A user agent is a client that initiates a request for a local service to establish a connection to a remote server.

About this task

An XML manager uses a user agent, for example, to retrieve resources from elsewhere on the network. The settings for a user agent can affect messages that a DataPower® service sends out.

Tip: The equivalent entry point in the CLI is the global user-agent command.
Each application domain has the default user agent. By default, the configuration of this user agent is as follows.
  • Allow a maximum of eight HTTP redirect messages before the target is declared as unreachable.
  • Set the idle timeout to 300 seconds before the connection times out and is closed.
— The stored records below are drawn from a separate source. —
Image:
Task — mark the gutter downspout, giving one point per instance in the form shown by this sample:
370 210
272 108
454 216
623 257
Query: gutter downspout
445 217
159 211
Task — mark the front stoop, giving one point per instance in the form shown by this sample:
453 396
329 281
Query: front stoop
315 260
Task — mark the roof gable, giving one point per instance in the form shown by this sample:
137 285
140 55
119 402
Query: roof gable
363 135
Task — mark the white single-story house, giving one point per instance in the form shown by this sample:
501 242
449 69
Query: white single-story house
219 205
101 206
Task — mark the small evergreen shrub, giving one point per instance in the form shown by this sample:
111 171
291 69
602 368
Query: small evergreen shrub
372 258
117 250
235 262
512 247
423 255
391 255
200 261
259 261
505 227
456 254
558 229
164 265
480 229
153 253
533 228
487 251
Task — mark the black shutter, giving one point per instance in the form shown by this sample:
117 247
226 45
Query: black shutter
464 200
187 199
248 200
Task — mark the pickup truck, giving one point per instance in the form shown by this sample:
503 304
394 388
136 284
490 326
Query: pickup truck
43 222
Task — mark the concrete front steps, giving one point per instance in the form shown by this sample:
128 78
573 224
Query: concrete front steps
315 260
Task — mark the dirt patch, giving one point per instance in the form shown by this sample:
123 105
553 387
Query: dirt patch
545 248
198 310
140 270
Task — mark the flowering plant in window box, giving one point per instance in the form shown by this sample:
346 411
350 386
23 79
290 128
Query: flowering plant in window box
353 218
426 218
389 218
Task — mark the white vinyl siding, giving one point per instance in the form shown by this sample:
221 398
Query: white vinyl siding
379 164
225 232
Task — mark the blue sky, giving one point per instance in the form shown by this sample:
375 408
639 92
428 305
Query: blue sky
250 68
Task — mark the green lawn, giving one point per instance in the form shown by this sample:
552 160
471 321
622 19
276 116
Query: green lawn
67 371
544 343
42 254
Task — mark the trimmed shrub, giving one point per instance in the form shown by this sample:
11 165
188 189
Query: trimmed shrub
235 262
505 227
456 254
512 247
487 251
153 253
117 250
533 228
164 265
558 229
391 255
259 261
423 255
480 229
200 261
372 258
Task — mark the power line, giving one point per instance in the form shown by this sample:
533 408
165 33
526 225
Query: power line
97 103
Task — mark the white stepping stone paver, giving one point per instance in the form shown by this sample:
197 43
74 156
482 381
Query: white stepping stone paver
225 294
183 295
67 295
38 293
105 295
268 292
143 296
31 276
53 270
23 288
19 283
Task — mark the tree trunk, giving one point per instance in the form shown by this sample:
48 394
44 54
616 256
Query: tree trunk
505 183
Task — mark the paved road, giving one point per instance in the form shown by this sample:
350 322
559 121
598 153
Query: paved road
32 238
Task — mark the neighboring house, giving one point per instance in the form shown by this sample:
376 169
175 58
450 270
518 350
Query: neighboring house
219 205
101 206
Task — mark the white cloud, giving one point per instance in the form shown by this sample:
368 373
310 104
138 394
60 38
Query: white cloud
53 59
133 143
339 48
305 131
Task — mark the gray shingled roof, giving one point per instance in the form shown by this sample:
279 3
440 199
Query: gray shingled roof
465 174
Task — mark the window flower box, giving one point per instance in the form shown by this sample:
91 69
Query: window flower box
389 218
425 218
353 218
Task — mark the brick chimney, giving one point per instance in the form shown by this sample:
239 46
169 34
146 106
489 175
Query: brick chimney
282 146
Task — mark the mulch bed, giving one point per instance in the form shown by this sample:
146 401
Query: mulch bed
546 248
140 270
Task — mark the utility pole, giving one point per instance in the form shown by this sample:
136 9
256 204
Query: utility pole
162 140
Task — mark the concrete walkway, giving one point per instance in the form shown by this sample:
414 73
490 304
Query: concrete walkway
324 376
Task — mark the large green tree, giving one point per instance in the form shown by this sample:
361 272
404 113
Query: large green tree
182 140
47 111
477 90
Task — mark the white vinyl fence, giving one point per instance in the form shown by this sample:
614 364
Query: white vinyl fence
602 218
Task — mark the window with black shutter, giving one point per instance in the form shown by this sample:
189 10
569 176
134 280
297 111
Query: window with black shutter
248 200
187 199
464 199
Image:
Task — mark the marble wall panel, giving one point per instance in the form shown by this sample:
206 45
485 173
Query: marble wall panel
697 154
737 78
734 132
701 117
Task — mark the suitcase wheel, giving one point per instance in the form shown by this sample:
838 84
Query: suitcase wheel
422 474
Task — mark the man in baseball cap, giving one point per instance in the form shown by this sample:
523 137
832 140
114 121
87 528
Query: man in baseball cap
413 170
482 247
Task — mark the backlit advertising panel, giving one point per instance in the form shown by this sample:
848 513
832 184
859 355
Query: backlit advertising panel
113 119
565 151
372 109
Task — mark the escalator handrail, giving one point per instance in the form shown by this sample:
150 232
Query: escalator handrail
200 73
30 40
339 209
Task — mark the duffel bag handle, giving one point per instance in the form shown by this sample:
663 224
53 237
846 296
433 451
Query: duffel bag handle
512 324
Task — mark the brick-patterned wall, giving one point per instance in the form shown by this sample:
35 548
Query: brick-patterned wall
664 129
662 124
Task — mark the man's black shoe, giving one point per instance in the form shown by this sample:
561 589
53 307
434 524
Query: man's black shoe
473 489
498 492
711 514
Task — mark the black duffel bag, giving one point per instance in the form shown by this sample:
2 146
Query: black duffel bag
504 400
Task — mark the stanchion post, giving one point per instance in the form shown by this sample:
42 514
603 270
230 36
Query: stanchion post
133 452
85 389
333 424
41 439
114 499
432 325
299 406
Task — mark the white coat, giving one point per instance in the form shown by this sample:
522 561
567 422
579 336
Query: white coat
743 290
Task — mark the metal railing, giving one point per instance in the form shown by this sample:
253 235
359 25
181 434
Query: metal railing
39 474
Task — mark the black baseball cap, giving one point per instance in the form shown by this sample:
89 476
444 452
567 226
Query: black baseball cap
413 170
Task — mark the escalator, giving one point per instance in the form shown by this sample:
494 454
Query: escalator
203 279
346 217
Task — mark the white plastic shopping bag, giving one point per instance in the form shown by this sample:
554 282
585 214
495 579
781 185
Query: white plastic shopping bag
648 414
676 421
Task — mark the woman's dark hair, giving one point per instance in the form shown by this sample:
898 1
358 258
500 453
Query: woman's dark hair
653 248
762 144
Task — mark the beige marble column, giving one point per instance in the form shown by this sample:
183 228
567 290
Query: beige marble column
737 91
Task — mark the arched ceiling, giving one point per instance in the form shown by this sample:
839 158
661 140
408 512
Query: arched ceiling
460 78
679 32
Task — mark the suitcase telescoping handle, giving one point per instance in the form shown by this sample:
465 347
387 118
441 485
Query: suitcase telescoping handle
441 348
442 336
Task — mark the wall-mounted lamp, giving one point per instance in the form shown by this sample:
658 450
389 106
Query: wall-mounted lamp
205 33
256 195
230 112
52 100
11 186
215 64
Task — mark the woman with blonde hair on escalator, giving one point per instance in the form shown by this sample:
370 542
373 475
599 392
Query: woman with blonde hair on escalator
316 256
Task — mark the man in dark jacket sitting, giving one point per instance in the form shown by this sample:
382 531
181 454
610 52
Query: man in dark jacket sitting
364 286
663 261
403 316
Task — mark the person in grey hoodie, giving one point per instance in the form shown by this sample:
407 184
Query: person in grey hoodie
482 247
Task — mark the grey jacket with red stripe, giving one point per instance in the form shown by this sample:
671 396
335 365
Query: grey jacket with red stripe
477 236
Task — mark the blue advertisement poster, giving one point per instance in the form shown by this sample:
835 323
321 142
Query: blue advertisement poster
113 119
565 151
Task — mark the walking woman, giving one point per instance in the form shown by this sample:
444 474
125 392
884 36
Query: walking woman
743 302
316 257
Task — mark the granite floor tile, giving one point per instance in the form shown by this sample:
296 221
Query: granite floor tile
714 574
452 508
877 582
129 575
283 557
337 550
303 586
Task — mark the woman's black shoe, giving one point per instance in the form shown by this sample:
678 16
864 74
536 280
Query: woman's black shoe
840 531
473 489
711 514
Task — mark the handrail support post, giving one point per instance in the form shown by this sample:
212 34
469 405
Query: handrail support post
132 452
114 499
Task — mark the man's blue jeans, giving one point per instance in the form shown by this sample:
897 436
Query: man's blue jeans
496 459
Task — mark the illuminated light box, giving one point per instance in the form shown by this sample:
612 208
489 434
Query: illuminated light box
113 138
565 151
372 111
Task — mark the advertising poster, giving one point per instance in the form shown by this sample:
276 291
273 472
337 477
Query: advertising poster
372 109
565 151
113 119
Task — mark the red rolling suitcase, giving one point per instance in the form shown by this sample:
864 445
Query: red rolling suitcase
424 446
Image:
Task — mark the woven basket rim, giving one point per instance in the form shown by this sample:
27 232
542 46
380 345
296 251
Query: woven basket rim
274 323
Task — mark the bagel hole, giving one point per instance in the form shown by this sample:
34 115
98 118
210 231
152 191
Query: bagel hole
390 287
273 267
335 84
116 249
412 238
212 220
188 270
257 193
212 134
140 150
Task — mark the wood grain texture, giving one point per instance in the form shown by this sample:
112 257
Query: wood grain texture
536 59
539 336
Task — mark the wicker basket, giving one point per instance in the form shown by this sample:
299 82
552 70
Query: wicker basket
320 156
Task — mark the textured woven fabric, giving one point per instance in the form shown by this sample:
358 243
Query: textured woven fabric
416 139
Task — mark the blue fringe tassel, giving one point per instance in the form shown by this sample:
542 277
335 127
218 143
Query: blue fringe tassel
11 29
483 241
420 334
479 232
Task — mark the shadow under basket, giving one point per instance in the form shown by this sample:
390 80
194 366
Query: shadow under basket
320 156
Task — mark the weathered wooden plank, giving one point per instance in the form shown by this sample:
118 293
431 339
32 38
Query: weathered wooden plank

Each policy type uses URL matching patterns. When a policy defines multiple entries, the policy evaluates each candidate URL against the matching pattern in sequential order. The policy applied to the candidate URL is the first matching pattern. Therefore, order is important.

Procedure

  1. In the search field, enter user.
  2. From the search results, click User agent.
  3. Click Add.
  4. Define the basic properties - Name, administrative state, and comments.
  5. Optional: In the HTTP request-header field, specify the value the user agent transmits as the HTTP request-header field.
  6. Optional: In the Maximum redirects field, specify the maximum number of HTTP redirect messages to allow before the target is declared as unreachable.
  7. Optional: In the Timeout field, specify the idle timeout to allow before the connection times out and is closed.
  8. Click the Proxy policy tab to define HTTP proxy policies.
  9. Click the TLS profile policy tab to define secure connection policies for HTTP proxy servers.
  10. Click the Basic authentication policy tab to define basic authentication policies.
  11. Click the SOAPAction policy tab to define SOAP action policies.
  12. Click the Public key authentication policy tab to define public key authentication policies.
  13. Click the Allow compression policy tab to define policies that disable compression.
  14. Click the Header retention policy tab to define header retention policies.
  15. Click the Restrict to HTTP/1.0 policy (deprecated) tab to define HTTP/1.0 restriction policies.
  16. Click the HTTP version policy tab to define HTTP policies.
  17. Click the Header injection policy tab to define header injection policies.
  18. Click the Chunked upload policy tab to define policies that disable HTTP/1.1 chunked content encoding.
  19. Click the FTP client policy tab to define FTP client policies.
  20. Click the SMTP client policy tab to define SMTP client policies. These policies require the B2B feature.
  21. Click the SFTP client policy tab to define SFTP client policies.
  22. Click Apply to save changes to the running configuration.
  23. Click Save to save changes to the persisted configuration.